Cuando ya quedaban pocos días para que se cumpliera el año de plazo salió a
pasear por el bosque y se sentó desesperado debajo de un árbol. Un joven y
humilde fraile pastor que estaba cuidando las ovejas del monasterio le oyó
lamentarse y le preguntó qué le ocurría.
El abad le
contó la entrevista con el señor obispo y los tres enigmas que le había
planteado para probar sus conocimientos.
El frailecillo
le dijo que no se preocupara más porque él sabría cómo contestar al señor
obispo. Así que, el mismo día que se terminaba el año de plazo, se presentó el
joven fraile ante el señor obispo disfrazado con el hábito del abad y la cabeza
cubierta con la capucha para que el obispo no pudiera reconocerlo.
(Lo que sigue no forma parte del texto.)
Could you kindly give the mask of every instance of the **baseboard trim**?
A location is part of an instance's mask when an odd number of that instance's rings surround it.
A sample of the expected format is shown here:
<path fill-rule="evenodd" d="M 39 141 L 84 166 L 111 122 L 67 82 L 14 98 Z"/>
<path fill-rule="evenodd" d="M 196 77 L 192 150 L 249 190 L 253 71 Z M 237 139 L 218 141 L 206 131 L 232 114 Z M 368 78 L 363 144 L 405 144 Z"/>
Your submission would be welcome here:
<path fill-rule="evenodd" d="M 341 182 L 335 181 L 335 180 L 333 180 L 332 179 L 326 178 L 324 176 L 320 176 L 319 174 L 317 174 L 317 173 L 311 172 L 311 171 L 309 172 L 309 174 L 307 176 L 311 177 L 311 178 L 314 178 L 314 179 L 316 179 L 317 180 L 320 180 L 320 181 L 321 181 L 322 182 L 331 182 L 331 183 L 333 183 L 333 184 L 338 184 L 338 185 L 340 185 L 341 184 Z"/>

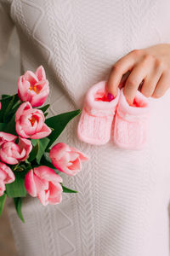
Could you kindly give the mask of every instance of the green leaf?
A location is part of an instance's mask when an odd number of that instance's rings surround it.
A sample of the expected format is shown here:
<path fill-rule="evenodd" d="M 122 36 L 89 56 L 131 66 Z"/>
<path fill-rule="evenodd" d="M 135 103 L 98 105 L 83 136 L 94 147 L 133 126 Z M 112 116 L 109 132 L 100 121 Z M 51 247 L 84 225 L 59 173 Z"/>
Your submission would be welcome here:
<path fill-rule="evenodd" d="M 7 124 L 5 124 L 5 123 L 0 123 L 0 131 L 5 131 L 6 125 L 7 125 Z"/>
<path fill-rule="evenodd" d="M 37 139 L 31 139 L 31 143 L 35 147 L 37 143 Z"/>
<path fill-rule="evenodd" d="M 52 161 L 51 161 L 51 160 L 50 160 L 50 158 L 49 158 L 49 156 L 47 153 L 43 154 L 40 163 L 41 163 L 42 166 L 48 166 L 48 167 L 53 169 L 55 172 L 55 173 L 57 173 L 57 174 L 60 172 L 59 170 L 57 170 L 54 166 L 54 165 L 52 164 Z"/>
<path fill-rule="evenodd" d="M 14 114 L 8 123 L 3 123 L 3 125 L 2 125 L 2 129 L 3 129 L 2 131 L 5 131 L 5 132 L 12 133 L 14 135 L 17 135 L 16 131 L 15 131 L 14 119 L 15 119 L 15 115 Z"/>
<path fill-rule="evenodd" d="M 43 113 L 45 113 L 46 112 L 46 110 L 48 110 L 48 108 L 49 108 L 49 104 L 47 104 L 47 105 L 45 105 L 45 106 L 43 106 L 42 108 L 38 108 L 38 109 L 40 109 L 40 110 L 42 110 Z"/>
<path fill-rule="evenodd" d="M 7 98 L 7 97 L 10 97 L 11 96 L 10 95 L 8 95 L 8 94 L 2 94 L 1 97 L 2 99 L 3 98 Z"/>
<path fill-rule="evenodd" d="M 43 153 L 45 152 L 45 149 L 48 143 L 49 143 L 49 139 L 48 137 L 43 137 L 42 139 L 37 140 L 37 145 L 38 145 L 38 151 L 37 151 L 37 164 L 40 164 L 42 156 Z"/>
<path fill-rule="evenodd" d="M 15 197 L 14 198 L 14 203 L 16 209 L 16 212 L 19 216 L 19 218 L 22 220 L 23 223 L 25 223 L 22 212 L 21 212 L 21 207 L 22 207 L 22 198 L 20 197 Z"/>
<path fill-rule="evenodd" d="M 3 209 L 5 204 L 7 195 L 4 193 L 3 195 L 0 196 L 0 216 L 3 213 Z"/>
<path fill-rule="evenodd" d="M 14 172 L 15 180 L 12 183 L 6 184 L 6 192 L 8 197 L 25 197 L 26 189 L 25 188 L 25 176 L 26 172 Z"/>
<path fill-rule="evenodd" d="M 8 112 L 10 111 L 10 109 L 12 108 L 13 105 L 14 105 L 14 97 L 15 96 L 14 95 L 12 96 L 12 99 L 10 100 L 8 105 L 7 106 L 4 113 L 3 113 L 3 122 L 5 122 L 5 120 L 7 119 L 7 117 L 8 117 Z"/>
<path fill-rule="evenodd" d="M 18 101 L 18 94 L 3 97 L 0 100 L 2 107 L 0 110 L 0 122 L 8 123 L 10 120 L 10 118 L 13 115 L 10 110 Z"/>
<path fill-rule="evenodd" d="M 31 162 L 33 160 L 36 159 L 37 152 L 38 152 L 38 143 L 37 143 L 37 140 L 31 140 L 32 143 L 32 150 L 30 153 L 29 158 L 28 158 L 28 161 Z"/>
<path fill-rule="evenodd" d="M 60 184 L 61 184 L 61 186 L 63 188 L 63 193 L 78 193 L 78 191 L 68 189 L 68 188 L 65 187 L 62 183 L 60 183 Z"/>
<path fill-rule="evenodd" d="M 46 117 L 48 114 L 48 112 L 44 113 L 44 117 Z"/>
<path fill-rule="evenodd" d="M 46 119 L 45 123 L 54 131 L 48 137 L 50 140 L 48 148 L 49 148 L 58 137 L 61 134 L 66 125 L 76 115 L 81 113 L 81 110 L 77 109 L 64 113 L 60 113 Z"/>

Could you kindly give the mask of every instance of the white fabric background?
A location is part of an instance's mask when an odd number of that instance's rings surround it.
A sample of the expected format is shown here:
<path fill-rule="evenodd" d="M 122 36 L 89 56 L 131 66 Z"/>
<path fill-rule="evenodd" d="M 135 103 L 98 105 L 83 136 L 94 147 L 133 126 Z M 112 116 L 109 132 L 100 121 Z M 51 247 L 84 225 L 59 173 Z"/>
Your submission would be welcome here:
<path fill-rule="evenodd" d="M 48 68 L 51 114 L 81 108 L 87 89 L 105 78 L 121 55 L 170 42 L 169 1 L 8 2 L 21 42 L 22 69 L 34 70 L 40 62 Z M 13 63 L 1 69 L 3 81 L 14 82 L 19 67 Z M 8 86 L 15 92 L 14 84 Z M 6 88 L 3 84 L 1 93 Z M 88 145 L 76 138 L 77 119 L 68 125 L 60 141 L 91 156 L 79 175 L 64 176 L 65 185 L 80 192 L 65 195 L 56 207 L 28 197 L 25 224 L 9 203 L 20 255 L 169 255 L 170 91 L 152 103 L 150 139 L 143 151 L 122 150 L 112 142 Z"/>

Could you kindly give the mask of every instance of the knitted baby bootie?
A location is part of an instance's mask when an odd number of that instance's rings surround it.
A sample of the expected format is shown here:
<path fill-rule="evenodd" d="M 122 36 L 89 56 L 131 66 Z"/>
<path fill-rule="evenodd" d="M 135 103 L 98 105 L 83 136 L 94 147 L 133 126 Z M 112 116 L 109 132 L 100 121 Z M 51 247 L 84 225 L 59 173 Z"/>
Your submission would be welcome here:
<path fill-rule="evenodd" d="M 112 101 L 106 96 L 105 81 L 88 89 L 77 127 L 80 140 L 96 145 L 105 144 L 110 137 L 110 129 L 118 103 L 120 90 Z"/>
<path fill-rule="evenodd" d="M 137 91 L 133 104 L 130 106 L 121 90 L 114 124 L 114 142 L 120 148 L 140 149 L 147 141 L 149 101 Z"/>

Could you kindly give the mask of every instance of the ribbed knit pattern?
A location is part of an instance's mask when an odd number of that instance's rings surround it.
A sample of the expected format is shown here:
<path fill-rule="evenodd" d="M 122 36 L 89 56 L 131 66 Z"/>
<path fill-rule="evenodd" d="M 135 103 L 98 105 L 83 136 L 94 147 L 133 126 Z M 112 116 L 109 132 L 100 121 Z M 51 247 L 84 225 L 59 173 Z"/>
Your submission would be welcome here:
<path fill-rule="evenodd" d="M 46 69 L 50 114 L 82 108 L 87 90 L 106 79 L 114 62 L 128 51 L 170 42 L 167 0 L 6 3 L 20 37 L 22 72 L 40 64 Z M 0 17 L 0 26 L 5 22 Z M 79 117 L 68 125 L 58 142 L 91 158 L 76 176 L 61 174 L 64 184 L 79 193 L 65 194 L 60 205 L 46 207 L 28 196 L 23 202 L 26 224 L 9 200 L 20 255 L 169 255 L 170 92 L 151 102 L 144 150 L 120 149 L 111 140 L 89 145 L 77 139 Z"/>

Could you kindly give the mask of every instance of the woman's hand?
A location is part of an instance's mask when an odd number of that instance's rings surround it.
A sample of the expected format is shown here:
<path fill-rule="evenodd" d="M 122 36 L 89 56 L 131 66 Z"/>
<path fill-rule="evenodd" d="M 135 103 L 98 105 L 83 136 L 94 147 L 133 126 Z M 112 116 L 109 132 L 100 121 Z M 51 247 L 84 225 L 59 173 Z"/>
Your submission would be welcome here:
<path fill-rule="evenodd" d="M 147 97 L 162 96 L 170 87 L 170 44 L 134 49 L 118 60 L 111 69 L 106 90 L 116 96 L 117 88 L 122 86 L 131 104 L 139 87 Z"/>

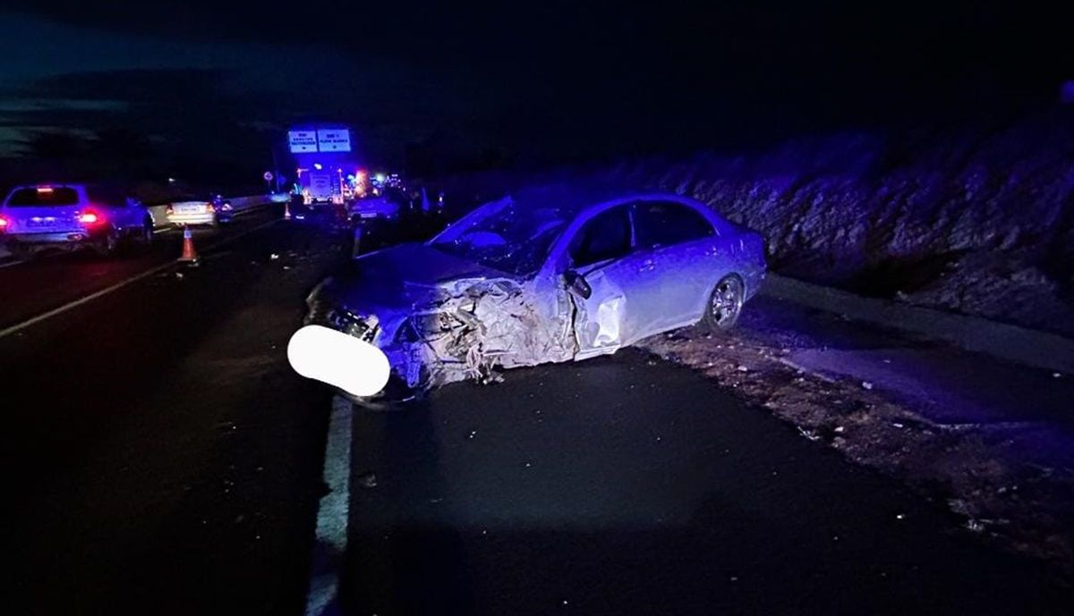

Después de
recibirlo, el señor obispo quiso saber las respuestas a sus enigmas y volvió a
plantear al falso abad la primera pregunta:
- Si yo
quisiera dar la vuelta al mundo... ¿cuánto tardaría?
- Si su
ilustrísima caminara tan deprisa como el sol -contestó rápidamente el
frailecillo- sólo tardaría veinticuatro horas.
El obispo,
después de pensarlo un rato, quedó satisfecho con la respuesta, así que pasó a
la segunda pregunta.
- Si yo
quisiera venderme... ¿cuánto valdría?
El frailecillo
respondió sin dudarlo:
- Quince
monedas de plata.
Cuando el obispo
oyó esta respuesta preguntó:
- ¿Por qué
quince monedas?
- Porque a
Jesucristo lo vendieron por treinta monedas de plata y es lógico pensar que su
ilustrísima valga sólo la mitad.
Le iban convenciendo
al señor obispo las respuestas de aquel abad y empezaba a pensar que no era tan
tonto como le habían dicho. Entonces realizó la tercera y última pregunta:
- ¿Qué cosa
estoy yo pensando que no es verdad?
- Su
ilustrísima piensa que yo soy el abad del monasterio cuando en realidad sólo
soy el fraile que cuida de las ovejas.
Entonces el
obispo, dándose cuenta de la inteligencia de aquel joven fraile, decidió que el
frailecillo ocupara el cargo de abad y que el abad se encargara de las ovejas.